Visit to the Angus Volunteering Centre

When visiting the Angus Volunteering Centre, I learned of their great work helping those on the margins through volunteering, but also of their difficulties providing services through the unfair tendering process.

I recently visited the Angus Volunteer Centre in Arbroath to discuss their work with Gary Malone and Fiona Walsh. Gary and Fiona showed me around the Centre and discussed their future plans and the issues facing the centre and volunteers.

I had the pleasure of meeting Gary and Fiona at a Voluntary Sector Conference last year in Perth. So it was great to meet them again to find out more about what the Volunteers Centre is doing to help involve Angus residents through volunteering, who might otherwise feel isolated from the community.
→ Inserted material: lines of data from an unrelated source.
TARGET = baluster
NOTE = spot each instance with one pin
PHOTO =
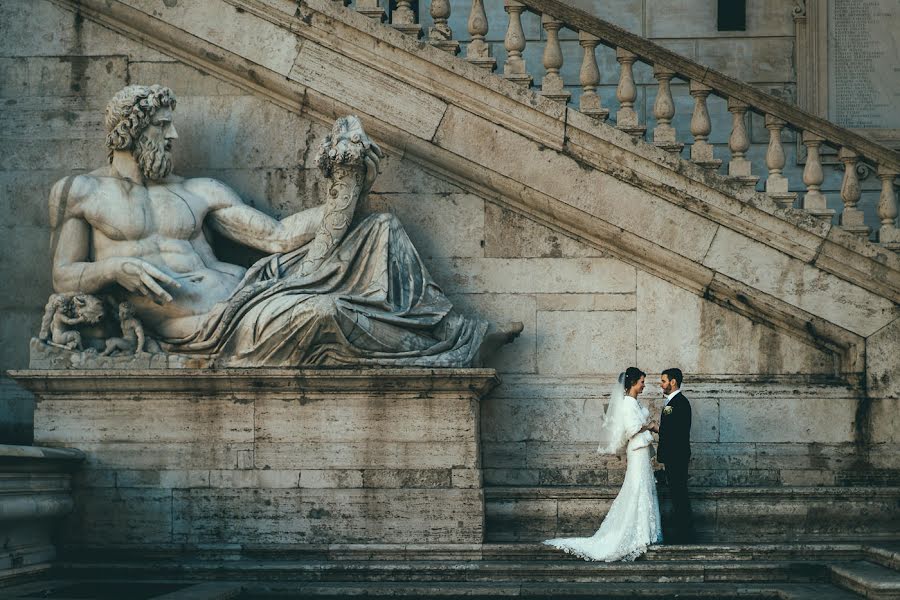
(478, 52)
(404, 19)
(589, 78)
(739, 142)
(552, 85)
(440, 35)
(663, 110)
(514, 68)
(371, 9)
(851, 219)
(814, 201)
(626, 94)
(888, 234)
(777, 186)
(701, 125)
Gary and the Volunteer Centre have a refreshingly unique attitude to volunteering. When considering volunteers, we normally focus on how they help and care for others. The Volunteer Centre is pioneering an innovative approach by encouraging those in need of help themselves, to get involved through volunteering, and so help themselves as well as others.
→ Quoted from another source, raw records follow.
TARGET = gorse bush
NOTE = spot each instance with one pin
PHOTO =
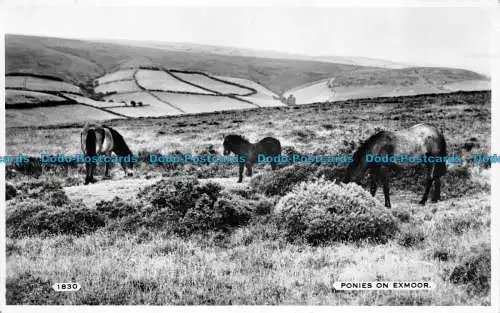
(280, 182)
(321, 212)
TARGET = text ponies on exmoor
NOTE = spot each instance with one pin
(240, 146)
(419, 140)
(103, 140)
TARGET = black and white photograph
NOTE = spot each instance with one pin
(244, 155)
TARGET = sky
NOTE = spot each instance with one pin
(435, 36)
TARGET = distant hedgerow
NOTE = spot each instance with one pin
(280, 182)
(321, 212)
(31, 217)
(180, 205)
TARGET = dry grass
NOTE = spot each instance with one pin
(253, 263)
I heard from Gary and Fiona of training and skills provided to volunteers to help them develop work experience, which then can lead on to paid employment. Equally fascinating was Fiona Walsh’s personal experience, where volunteering is not just a route into employment, but has become a passion. Fiona has a well known ability to engage with the younger generation in Angus to discuss drug and alcohol abuse. She thoroughly deserves her BNI Nexus Young Employee of the Year Award.

Gary and I also discussed the Volunteer’s Centre’s role in providing services for Angus Council and developments in the relationship between Government and the voluntary sector.
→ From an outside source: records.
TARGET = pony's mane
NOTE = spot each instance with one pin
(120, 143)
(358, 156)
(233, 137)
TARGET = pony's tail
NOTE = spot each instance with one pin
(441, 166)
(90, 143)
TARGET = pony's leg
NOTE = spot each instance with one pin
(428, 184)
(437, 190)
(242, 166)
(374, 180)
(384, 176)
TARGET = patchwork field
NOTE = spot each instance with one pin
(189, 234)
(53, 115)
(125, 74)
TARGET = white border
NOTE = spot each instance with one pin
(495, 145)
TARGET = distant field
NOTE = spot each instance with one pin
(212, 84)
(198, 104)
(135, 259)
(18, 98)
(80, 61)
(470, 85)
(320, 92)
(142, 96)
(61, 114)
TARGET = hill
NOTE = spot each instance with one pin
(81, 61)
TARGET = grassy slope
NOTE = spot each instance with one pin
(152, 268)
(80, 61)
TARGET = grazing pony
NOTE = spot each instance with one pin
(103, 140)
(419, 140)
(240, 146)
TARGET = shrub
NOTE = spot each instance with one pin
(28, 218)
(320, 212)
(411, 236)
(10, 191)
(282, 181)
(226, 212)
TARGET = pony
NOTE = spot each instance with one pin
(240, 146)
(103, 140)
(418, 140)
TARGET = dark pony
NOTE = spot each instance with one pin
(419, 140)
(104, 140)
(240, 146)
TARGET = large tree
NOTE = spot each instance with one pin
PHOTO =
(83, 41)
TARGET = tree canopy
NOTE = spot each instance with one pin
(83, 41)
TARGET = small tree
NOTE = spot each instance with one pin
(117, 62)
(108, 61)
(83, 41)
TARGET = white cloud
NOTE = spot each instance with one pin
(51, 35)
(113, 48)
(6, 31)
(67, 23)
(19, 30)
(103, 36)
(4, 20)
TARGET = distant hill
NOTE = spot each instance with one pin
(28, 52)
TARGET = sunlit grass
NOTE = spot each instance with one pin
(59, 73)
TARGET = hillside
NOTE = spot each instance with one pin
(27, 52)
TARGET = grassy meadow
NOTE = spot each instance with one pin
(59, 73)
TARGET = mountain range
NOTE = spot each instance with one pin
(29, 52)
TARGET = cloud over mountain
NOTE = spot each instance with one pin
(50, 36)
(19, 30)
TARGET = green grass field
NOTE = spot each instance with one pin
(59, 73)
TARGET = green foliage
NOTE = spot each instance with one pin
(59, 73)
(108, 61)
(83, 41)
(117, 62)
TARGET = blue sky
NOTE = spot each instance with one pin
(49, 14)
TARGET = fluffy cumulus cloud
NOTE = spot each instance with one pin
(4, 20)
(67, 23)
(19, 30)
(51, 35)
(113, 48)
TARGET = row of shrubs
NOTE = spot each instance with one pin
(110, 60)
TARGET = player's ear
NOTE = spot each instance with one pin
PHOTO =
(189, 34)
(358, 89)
One common theme I find talking to businesses, farmers, volunteers and individuals in Arbroath and across Angus is the lack of flexibility and common sense central government arrangement provides to local councils. When Councils tender for services, it is understandable that the SNP Government wants to ensure standards of quality, however current national arrangements can unduly benefit large national companies. In some cases these companies will subcontract to volunteer organisations, without passing on the full financial benefit.

The inflexibility of the national arrangements often discourages or discriminates against small, local voluntary groups from offering their services directly. So their invaluable local knowledge, help and experience can get lost. Worst of all, it could also put volunteers off getting involved, which would be an immense shame.